Here's a citation to the article and some extracts:
Senate OKs raising federal debt limit to about $9 trillion
By Richard Wolf, USA TODAY
[Gross domestic product is a nation's annual economic output. The debt is now] more than the gross domestic product of China, the world's second-richest nation. It's more than the combined GDP of Japan and India, the next richest nations. [The debt is now 2/3 of the US GDP, up from 1/3 in 1981.]
U.S. Treasury obligations are viewed as one of the safest investments in the world. Lured by the stability of the U.S. economy, foreign governments, banks, companies and individuals have sharply increased their U.S. debt holdings. As recently as 1970, foreigners owned only 5% of the debt held by the public — that's the portion of the debt that doesn't include the amount the government owes itself, in the form of IOUs to entities such as the Social Security trust fund. By 2005, foreigners had increased their share to 45%.

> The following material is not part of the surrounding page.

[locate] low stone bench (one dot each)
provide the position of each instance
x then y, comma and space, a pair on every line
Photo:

In 2005, interest on the debt was $184 billion, which made it the fifth biggest item in the federal budget, behind defense, Social Security, Medicare and Medicaid.

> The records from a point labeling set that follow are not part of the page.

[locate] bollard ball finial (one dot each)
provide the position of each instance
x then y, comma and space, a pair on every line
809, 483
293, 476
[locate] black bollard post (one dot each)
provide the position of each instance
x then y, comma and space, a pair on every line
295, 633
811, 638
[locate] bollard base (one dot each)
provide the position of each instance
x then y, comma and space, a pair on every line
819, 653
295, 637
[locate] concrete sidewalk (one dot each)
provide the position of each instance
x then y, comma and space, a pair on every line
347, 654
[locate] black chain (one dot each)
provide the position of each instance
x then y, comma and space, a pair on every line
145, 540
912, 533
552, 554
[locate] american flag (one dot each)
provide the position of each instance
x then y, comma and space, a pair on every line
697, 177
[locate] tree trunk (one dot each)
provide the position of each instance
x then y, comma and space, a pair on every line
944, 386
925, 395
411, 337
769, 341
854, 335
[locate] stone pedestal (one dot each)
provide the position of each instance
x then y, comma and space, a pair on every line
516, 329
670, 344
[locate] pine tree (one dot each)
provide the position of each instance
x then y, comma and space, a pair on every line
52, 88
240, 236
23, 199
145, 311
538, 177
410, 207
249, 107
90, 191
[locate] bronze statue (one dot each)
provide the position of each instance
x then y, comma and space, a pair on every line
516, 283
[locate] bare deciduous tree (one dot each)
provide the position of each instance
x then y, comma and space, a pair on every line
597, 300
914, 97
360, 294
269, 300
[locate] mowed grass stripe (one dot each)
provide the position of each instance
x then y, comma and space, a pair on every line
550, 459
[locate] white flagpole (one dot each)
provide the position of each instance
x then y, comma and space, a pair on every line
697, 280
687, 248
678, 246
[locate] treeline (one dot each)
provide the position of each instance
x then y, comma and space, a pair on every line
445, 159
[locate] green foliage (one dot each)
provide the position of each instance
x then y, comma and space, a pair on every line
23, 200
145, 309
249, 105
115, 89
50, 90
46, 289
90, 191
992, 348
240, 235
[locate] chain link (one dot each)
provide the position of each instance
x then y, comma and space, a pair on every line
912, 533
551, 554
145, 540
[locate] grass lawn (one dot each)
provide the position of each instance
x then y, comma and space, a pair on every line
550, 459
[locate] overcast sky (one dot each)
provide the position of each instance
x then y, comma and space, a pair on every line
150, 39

No comment necessary (from the Washington Post): Lawmakers boost spending after raising debt ceiling.
WASHINGTON - With no brakes on spending and no moves afoot to raise taxes, the federal debt is now rising at an unprecedented clip. Congress raised the limit on the federal government's borrowing by $781 billion Thursday, and then lawmakers voted to spend well over $100 billion on the war in Iraq, hurricane relief, education, health care, transportation and heating assistance for the poor without making offsetting budget cuts.